Kraj

Kempa i Wassermann mogą wrócić do komisji

Szef Klubu PSL Stanisław Żelichowski powiedział, że ludowcy są rozsądni i nie potrzebują dyscypliny w głosowaniu. Nie wiadomo jednak na razie, czy obie kandydatury będą głosowane razem. Jeśli PO zgłosi wniosek o oddzielne głosowanie i Sejm ten wniosek przyjmie, to kandydatura Zbigniewa Wassermanna może przepaść. Stanisław Żelichowski nie chciał powiedzieć jak w takim przypadku zagłosuje PSL.

Członkowie Prezydium różnie ocenili kandydatów PiS. W przypadku Zbigniewa Wassermanna dwóch członków prezydium – z PO – było za podtrzymaniem zastrzeżeń, a trzech przeciw.
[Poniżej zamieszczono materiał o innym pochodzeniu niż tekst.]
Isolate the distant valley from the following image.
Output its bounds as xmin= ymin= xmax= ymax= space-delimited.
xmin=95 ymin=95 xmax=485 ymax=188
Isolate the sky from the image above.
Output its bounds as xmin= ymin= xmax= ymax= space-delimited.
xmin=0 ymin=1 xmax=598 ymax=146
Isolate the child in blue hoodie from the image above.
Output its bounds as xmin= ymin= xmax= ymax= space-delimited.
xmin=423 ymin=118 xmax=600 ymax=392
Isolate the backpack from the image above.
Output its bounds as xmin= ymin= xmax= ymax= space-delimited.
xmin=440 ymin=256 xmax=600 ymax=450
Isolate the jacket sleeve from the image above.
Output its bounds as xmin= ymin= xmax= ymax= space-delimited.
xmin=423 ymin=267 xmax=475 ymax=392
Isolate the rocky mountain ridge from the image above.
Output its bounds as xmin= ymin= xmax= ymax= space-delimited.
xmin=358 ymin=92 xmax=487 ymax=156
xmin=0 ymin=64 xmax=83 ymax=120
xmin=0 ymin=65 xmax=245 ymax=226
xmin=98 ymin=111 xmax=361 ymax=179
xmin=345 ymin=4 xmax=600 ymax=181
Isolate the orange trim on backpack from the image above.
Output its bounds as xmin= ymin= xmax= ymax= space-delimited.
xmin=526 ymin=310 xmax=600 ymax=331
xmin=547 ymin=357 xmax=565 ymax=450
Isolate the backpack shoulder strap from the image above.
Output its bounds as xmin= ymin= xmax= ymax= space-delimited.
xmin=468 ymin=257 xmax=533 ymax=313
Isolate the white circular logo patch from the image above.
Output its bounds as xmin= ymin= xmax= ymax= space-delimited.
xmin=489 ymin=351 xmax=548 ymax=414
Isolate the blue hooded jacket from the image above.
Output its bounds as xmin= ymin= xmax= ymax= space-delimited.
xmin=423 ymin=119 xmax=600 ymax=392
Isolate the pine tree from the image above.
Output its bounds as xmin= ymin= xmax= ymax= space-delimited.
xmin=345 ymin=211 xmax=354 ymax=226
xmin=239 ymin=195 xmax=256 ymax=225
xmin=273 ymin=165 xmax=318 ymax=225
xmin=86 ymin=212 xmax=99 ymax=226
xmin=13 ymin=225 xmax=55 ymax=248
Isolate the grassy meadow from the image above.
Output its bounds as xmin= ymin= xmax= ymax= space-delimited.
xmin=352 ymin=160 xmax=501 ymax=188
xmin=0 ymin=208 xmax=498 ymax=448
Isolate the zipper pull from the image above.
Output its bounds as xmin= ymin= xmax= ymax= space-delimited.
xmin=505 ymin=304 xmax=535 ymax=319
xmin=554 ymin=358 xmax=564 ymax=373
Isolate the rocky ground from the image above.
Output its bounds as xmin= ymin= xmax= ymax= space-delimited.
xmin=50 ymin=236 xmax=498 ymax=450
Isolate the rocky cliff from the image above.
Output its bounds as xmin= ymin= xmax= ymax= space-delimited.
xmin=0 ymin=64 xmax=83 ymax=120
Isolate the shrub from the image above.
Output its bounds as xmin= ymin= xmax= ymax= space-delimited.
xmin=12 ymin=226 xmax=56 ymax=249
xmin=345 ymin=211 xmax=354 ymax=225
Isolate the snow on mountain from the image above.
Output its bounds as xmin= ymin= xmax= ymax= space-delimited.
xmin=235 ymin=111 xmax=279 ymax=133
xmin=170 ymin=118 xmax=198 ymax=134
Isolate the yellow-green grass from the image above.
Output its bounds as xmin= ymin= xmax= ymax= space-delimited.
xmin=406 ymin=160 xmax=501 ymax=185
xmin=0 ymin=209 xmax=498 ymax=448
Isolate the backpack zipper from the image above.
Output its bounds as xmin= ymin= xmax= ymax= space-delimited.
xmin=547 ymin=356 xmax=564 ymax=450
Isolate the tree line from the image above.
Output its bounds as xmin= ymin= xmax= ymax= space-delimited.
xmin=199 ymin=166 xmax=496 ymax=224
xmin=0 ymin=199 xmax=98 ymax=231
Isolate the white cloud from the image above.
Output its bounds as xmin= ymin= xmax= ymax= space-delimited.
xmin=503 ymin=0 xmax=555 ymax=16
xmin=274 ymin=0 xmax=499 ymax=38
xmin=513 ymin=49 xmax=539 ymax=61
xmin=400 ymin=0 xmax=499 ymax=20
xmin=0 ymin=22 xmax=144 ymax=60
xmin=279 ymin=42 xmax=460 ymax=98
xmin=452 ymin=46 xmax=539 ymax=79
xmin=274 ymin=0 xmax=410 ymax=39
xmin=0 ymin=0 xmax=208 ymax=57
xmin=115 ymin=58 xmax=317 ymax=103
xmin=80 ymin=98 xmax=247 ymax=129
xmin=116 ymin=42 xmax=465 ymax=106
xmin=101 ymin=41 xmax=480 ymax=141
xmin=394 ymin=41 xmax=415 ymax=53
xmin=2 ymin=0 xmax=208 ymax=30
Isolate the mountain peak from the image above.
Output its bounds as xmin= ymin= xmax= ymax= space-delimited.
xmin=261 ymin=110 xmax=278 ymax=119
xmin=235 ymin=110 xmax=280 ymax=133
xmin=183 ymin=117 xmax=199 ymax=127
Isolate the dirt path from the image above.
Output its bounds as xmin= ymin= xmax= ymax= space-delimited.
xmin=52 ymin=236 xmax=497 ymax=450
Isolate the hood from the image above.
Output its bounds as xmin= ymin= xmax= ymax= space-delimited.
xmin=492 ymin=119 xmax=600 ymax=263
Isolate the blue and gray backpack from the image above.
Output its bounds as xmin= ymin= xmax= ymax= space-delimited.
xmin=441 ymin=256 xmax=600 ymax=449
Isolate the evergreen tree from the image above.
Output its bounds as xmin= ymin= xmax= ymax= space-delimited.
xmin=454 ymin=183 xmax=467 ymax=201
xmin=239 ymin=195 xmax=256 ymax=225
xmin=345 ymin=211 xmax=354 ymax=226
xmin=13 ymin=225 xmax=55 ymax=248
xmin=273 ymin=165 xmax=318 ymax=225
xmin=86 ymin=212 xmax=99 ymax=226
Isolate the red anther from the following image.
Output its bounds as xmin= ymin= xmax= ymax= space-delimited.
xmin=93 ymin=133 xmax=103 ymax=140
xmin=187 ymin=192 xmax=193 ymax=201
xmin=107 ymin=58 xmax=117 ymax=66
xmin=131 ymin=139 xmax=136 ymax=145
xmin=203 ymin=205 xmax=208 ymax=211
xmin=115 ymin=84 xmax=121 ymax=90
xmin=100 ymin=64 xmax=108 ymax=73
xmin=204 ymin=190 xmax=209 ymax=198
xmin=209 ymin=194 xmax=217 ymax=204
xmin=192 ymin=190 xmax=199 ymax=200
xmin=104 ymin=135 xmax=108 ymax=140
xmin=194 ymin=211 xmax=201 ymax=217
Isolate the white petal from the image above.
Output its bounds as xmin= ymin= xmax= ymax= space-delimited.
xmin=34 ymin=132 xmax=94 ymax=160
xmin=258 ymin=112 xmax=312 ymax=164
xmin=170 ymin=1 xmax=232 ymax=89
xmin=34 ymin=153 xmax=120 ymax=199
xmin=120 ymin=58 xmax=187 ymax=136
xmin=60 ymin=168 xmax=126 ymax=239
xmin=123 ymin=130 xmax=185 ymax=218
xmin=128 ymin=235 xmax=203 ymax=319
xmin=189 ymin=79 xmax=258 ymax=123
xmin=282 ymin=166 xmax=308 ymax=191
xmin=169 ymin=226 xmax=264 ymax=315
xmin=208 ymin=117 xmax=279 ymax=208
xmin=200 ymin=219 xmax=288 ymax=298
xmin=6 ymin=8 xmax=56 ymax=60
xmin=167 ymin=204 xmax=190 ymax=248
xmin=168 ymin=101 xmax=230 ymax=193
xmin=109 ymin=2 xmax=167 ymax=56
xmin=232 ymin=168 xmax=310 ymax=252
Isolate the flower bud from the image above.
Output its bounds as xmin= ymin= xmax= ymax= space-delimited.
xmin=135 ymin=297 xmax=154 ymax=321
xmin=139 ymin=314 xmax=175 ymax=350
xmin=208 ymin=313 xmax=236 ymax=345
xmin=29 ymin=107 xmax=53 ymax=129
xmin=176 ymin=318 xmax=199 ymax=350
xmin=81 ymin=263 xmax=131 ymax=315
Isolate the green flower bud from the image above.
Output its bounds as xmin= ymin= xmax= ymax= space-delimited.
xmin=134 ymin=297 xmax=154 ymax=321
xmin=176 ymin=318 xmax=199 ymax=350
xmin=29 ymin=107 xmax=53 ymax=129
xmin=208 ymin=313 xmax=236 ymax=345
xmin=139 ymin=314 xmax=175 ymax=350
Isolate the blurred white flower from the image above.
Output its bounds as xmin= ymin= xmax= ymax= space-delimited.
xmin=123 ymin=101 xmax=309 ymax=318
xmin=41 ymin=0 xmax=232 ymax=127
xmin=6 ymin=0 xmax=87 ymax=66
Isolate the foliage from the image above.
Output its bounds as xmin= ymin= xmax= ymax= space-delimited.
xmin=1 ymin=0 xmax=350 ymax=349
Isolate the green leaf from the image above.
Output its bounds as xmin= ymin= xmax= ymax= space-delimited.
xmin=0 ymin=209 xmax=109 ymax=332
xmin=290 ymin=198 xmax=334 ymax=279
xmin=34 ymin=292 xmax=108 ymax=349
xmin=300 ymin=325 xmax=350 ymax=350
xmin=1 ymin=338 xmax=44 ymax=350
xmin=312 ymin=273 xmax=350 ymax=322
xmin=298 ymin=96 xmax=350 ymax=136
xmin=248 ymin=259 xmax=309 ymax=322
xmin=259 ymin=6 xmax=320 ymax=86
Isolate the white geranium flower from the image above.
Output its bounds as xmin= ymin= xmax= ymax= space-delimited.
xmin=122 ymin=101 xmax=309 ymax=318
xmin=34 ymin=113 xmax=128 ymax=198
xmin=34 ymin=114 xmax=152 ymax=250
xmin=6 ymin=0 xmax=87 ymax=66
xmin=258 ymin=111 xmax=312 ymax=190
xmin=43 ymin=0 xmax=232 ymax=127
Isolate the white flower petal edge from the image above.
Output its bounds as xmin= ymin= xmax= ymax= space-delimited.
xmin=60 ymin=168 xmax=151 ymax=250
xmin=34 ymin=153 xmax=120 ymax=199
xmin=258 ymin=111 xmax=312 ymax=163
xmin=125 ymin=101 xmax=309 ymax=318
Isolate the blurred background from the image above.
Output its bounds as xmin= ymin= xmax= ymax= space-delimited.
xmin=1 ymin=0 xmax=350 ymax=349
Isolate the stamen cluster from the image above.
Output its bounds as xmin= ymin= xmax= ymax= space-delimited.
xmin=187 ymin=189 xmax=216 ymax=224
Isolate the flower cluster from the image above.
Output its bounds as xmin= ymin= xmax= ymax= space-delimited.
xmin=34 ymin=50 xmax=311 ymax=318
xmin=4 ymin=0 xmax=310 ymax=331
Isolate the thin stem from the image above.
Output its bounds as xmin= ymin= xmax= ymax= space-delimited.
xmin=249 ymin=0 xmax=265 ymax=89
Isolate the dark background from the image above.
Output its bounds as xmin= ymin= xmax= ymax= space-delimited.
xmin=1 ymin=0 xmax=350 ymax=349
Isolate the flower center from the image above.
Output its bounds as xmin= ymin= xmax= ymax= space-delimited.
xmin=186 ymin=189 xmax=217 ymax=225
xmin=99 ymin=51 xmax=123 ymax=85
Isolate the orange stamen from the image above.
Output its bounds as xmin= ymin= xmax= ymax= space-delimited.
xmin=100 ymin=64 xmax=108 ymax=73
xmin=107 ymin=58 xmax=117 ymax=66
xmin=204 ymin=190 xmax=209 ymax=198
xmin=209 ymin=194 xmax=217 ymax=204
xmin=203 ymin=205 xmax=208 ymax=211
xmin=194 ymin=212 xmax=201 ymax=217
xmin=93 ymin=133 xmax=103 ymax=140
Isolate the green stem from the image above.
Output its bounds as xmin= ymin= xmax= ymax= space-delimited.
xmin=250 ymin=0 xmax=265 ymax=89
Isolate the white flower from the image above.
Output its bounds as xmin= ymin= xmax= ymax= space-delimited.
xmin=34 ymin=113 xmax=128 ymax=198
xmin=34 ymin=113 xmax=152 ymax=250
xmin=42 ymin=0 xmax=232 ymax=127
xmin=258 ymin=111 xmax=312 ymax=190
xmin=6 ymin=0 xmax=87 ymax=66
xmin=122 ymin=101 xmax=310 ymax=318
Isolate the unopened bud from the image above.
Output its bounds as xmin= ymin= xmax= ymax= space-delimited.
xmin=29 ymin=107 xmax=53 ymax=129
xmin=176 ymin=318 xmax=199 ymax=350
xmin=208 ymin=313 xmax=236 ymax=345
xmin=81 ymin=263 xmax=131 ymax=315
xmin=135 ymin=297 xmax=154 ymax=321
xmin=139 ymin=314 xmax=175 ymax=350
W przypadku Beaty Kempy dwóch – z PO – wstrzymało się od głosu, a trzech było za odrzuceniem zastrzeżeń. Krzysztof Putra z Prawa i Sprawiedliwości powiedział, że sytuację będzie można podsumować dopiero po ostatecznym głosowaniu.

Wicemarszałek Jerzy Szmajdziński z SLD uważa, że to, co się dzieje w sprawie komisji hazardowej, nie ma nic wspólnego z kwestiami merytorycznymi. “Widocznie zastrzeżenia do pani Kempy zgłoszono po to, by się wstrzymać lub odrzucić swój własny wniosek” – mówił po posiedzeniu prezydium wicemarszałek Szmajdziński. Jego zdaniem, mamy do czynienia z chaosem i strachem, który kieruje działaniami Platformy Obywatelskiej.

Uzasadnieniem zastrzeżeń PO do Beaty Kempy i Zbigniewa Wassermanna było ich uczestnictwo – jako członków rządu Jarosława Kaczyńskiego – w pracach legislacyjnych nad ustawą hazardową. Zdaniem PO nie byliby więc bezstronni jako członkowie sejmowej komisji śledczej, badającej aferę hazardową. Według posła Platformy Grzegorza Dolniaka, różne potraktowanie posłów PiS przez przedstawicieli PO w prezydium było spowodowane tym, że ciężar zastrzeżeń przeciwko nim jest różny.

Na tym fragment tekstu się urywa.